Caso contrário, não mete medo. Nós cruzamos a linha”.
Além de Shoah, Vozes de Tchernóbil também me trouxe à mente
uma experiência do ano passado, no Instituto Inhotim, em Minas Gerais, quando
visitei uma instalação sonora de Janet Cardiff intitulada Forty Part Motet,
composta por diversos alto-falantes dispostos em círculo. Cada um deles irradia
uma única voz do grande coro que entoa uma complexa composição polifônica do século XVI. Assim, à
medida em que o visitante se aproxima e se afasta de cada um dos alto-falantes,
as combinações de vozes vão se alterando e produzindo diferentes modos de
percepção do todo.
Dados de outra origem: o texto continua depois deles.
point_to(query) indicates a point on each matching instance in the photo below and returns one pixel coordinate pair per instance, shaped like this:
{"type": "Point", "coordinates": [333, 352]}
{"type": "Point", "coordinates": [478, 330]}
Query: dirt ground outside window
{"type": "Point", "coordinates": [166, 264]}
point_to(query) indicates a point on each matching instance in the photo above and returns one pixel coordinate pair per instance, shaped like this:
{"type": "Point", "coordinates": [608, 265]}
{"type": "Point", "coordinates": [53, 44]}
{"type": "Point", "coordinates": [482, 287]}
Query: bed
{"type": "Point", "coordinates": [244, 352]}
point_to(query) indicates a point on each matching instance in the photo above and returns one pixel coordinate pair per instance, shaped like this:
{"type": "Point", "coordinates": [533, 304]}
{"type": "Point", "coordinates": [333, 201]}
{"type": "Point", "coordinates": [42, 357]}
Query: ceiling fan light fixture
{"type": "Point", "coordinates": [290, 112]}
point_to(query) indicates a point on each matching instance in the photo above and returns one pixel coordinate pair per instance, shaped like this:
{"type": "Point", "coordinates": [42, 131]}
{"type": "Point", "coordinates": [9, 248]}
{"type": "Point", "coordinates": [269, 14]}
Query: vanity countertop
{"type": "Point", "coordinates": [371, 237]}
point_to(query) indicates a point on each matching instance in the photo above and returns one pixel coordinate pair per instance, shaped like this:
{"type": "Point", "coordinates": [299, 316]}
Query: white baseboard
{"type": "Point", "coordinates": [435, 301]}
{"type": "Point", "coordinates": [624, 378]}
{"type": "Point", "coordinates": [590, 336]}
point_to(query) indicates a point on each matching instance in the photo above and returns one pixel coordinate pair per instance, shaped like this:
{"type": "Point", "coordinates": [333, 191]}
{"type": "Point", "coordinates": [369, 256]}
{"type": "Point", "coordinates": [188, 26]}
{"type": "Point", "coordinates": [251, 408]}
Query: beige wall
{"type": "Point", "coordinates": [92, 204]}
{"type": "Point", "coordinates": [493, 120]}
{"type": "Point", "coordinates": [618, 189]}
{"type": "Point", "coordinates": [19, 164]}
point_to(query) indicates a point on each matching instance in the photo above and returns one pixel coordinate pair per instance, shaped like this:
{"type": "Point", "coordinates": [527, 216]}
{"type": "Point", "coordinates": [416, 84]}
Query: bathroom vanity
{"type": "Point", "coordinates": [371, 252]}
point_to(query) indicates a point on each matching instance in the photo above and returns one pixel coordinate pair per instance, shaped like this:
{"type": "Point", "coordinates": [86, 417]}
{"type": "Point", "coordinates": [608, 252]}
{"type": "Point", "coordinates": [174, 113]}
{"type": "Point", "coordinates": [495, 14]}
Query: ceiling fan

E eu fiz essa associação entre Cardiff e Aleksiévitch não
apenas pelo fato de que as duas trabalham com a mesma questão das vozes, mas
porque me parece que o livro de Svetlana tem muito menos a ver com a natureza de
uma narrativa que com a de grande parte da arte contemporânea: não se trata aqui de meramente ler
um texto, mas da necessidade de se passar por essa experiência. Ao final, a
edição brasileira da Companhia das Letras escolheu encerrar o volume com o
discurso feito pela escritora ao ganhar o Nobel, em 2015, o que se revela uma
feliz escolha na medida em que coloca Vozes de Tchernóbil em perspectiva dentro
do trabalho dela de uma forma mais ampla. E que venham outras traduções.